Site Reliability Engineer

Site Reliability Engineer

  • Partly remote (2 days per week in the office) but can be flexible
  • (Preferably an hour commute) from Leeds, Crawley, or Worthing
  • Permanent, Full-time

Main Purpose of Job

The client is forming a brand-new site reliability team from the ground up that will be responsible for availability, latency, performance, efficiency, change management, monitoring, emergency response, capacity planning and make existing sites more reliable, efficient, and scalable.

This is an exciting opportunity to be part of and shape a new team specialized in systems, whether it be networking, reverse engineering Windows DLL, debugging storage latency, the Linux kernel, or some more specific interest in scaling, algorithms, or distributed systems using cutting edge observability tools.

There are several new roles available, at different levels of experience.

Core Duties/Responsibilities

The successful candidate will share several responsibilities within the team, with a strong focus on getting to the root of production issues and ensuring they don't happen again.
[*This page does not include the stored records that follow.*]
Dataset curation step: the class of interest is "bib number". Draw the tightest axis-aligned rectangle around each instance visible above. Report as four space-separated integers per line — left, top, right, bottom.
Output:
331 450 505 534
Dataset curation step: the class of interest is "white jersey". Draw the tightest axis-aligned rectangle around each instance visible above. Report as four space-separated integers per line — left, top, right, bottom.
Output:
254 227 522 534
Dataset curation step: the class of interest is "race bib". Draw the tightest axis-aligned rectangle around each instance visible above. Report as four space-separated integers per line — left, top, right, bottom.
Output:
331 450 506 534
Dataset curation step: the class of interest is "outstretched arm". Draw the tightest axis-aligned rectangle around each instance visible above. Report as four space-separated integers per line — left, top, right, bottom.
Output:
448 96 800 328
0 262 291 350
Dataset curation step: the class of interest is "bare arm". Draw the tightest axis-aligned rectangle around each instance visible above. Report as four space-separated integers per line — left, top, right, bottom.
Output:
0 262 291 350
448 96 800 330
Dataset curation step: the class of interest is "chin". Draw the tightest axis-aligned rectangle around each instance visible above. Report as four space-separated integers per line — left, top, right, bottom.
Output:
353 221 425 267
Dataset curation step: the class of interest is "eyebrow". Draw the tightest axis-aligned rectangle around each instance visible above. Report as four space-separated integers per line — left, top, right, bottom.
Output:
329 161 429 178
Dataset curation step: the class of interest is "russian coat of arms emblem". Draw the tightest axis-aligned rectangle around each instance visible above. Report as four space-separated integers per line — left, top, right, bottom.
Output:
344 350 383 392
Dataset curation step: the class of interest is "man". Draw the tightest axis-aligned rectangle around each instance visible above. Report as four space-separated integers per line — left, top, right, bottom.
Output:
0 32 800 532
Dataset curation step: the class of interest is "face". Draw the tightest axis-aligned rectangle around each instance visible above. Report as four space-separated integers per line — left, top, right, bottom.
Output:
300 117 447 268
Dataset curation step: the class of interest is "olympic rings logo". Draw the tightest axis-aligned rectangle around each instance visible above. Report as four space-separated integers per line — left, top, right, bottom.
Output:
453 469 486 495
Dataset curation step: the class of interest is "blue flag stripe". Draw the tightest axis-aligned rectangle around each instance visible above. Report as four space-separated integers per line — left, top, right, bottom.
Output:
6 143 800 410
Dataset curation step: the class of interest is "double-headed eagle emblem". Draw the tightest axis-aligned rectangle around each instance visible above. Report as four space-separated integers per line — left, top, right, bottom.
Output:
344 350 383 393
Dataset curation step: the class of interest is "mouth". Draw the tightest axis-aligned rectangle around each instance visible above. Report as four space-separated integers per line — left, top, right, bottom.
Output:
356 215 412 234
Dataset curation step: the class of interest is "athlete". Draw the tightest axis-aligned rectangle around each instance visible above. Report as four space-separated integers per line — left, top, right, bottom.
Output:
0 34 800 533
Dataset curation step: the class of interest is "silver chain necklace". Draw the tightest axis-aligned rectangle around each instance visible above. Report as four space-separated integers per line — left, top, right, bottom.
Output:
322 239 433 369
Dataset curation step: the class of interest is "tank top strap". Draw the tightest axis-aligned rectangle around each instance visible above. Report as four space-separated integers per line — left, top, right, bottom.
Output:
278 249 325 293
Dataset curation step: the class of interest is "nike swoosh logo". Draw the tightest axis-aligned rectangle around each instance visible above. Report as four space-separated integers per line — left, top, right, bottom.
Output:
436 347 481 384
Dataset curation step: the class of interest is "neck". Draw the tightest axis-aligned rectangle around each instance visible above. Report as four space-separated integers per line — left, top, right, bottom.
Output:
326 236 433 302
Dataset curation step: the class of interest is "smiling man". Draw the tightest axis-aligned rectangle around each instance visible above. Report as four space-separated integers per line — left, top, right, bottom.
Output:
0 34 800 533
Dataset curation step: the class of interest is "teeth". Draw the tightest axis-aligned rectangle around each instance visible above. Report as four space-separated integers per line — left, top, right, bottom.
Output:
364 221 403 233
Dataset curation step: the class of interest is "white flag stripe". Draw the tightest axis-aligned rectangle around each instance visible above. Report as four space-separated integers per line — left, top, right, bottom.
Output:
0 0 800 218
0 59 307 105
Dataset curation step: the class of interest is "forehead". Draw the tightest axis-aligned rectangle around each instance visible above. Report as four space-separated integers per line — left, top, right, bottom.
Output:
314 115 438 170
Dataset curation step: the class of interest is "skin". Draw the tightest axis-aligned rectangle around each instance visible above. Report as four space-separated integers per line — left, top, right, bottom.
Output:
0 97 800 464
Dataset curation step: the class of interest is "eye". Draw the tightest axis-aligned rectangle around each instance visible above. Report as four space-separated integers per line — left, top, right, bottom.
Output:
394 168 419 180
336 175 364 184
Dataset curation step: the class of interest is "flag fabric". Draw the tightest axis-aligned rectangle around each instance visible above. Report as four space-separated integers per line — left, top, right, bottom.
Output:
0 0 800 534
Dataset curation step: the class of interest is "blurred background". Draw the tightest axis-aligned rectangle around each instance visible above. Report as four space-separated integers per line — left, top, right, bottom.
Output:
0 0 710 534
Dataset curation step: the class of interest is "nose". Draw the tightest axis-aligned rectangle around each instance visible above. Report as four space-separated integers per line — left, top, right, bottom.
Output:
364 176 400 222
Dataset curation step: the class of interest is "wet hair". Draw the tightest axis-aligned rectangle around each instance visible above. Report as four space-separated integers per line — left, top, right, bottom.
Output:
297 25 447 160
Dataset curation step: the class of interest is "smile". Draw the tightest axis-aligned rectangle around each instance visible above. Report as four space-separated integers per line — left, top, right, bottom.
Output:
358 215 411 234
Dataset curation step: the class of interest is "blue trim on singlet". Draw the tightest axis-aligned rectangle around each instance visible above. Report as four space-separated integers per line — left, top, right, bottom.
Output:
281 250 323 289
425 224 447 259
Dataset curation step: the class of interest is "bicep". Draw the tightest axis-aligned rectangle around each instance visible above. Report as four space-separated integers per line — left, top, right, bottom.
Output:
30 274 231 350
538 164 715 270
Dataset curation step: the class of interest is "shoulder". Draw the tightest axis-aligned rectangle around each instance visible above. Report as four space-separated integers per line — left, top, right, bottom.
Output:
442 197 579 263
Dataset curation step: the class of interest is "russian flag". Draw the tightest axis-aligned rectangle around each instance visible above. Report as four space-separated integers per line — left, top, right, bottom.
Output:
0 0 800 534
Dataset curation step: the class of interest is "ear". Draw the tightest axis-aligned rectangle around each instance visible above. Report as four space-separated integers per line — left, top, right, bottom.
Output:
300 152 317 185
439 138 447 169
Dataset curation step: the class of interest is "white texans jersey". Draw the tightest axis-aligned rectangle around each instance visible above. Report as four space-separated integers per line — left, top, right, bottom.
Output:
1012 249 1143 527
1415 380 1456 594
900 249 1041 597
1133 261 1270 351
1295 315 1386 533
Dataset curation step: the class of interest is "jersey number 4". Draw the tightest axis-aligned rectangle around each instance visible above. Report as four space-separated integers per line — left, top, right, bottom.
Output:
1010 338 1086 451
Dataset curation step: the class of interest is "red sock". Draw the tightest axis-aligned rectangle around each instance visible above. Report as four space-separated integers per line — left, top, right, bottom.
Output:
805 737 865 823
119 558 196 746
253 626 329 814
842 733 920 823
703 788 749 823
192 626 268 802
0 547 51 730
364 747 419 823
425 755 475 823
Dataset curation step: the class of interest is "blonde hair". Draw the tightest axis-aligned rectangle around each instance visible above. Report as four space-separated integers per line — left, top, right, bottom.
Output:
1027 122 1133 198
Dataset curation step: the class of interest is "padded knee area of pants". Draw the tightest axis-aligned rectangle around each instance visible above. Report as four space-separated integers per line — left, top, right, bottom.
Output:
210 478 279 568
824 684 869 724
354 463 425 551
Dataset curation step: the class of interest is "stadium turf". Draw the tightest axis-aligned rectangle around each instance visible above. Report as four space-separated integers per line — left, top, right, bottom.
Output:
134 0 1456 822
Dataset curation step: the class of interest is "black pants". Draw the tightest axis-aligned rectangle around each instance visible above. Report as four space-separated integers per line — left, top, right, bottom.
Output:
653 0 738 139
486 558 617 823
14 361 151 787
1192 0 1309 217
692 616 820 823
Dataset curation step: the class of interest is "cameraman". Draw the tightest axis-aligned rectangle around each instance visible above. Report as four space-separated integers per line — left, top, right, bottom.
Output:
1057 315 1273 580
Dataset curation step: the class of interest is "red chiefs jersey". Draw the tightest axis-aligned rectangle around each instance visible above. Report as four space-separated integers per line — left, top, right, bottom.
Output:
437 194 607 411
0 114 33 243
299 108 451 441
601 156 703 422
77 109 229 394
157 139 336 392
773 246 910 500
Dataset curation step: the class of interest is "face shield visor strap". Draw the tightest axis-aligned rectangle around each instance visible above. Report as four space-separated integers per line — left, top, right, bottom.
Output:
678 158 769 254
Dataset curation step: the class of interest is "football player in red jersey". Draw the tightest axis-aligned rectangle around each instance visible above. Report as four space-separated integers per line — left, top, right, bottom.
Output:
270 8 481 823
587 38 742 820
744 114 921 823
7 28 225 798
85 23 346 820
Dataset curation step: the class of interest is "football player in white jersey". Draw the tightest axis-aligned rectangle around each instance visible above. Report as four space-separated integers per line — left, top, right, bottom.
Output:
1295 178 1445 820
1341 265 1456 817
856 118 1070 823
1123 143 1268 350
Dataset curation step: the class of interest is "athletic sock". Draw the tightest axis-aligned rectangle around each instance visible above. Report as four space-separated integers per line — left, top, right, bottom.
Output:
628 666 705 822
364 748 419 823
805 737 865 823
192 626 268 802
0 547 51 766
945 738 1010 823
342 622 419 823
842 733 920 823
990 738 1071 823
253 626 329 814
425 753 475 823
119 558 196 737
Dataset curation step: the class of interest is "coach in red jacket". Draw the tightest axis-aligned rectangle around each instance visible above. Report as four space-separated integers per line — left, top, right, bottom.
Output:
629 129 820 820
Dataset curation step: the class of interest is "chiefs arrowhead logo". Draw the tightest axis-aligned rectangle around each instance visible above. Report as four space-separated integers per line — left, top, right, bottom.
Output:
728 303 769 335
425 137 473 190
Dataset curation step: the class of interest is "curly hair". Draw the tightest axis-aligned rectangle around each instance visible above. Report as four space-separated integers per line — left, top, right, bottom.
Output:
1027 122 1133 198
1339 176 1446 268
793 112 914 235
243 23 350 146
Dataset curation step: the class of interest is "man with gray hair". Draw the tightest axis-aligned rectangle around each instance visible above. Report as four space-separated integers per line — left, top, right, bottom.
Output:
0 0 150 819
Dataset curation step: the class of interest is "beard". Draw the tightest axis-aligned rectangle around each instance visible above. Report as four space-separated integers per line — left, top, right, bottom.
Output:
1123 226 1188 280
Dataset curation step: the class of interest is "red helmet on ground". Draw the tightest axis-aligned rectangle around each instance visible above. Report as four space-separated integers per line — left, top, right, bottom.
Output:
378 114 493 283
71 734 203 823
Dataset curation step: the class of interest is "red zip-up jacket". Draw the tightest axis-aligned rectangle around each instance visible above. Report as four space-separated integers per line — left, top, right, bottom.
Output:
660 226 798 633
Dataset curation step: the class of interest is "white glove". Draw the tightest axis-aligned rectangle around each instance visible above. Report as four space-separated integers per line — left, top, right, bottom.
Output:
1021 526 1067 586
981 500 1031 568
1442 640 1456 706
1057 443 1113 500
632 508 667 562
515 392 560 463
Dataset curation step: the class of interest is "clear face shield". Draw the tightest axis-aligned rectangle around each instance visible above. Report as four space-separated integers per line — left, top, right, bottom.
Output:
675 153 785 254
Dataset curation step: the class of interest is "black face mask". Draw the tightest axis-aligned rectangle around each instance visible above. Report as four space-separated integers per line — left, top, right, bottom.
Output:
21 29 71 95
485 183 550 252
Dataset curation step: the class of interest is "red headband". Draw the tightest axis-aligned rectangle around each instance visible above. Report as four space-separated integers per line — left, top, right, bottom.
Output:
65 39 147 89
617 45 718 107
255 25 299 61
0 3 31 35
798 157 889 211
You must;

  • Work in close collaboration with software development teams to shape the future roadmap and establish strong operational readiness across multiple departments and applications.
  • Proactively identify systems that lack appropriate scaling, high availability, and stability - as well as provide immediate corrective action for incidents and ultimately recommend long-term resolutions.
  • Identify Service Level Indicators (SLIs) that will align the team to meet availability and latency objectives.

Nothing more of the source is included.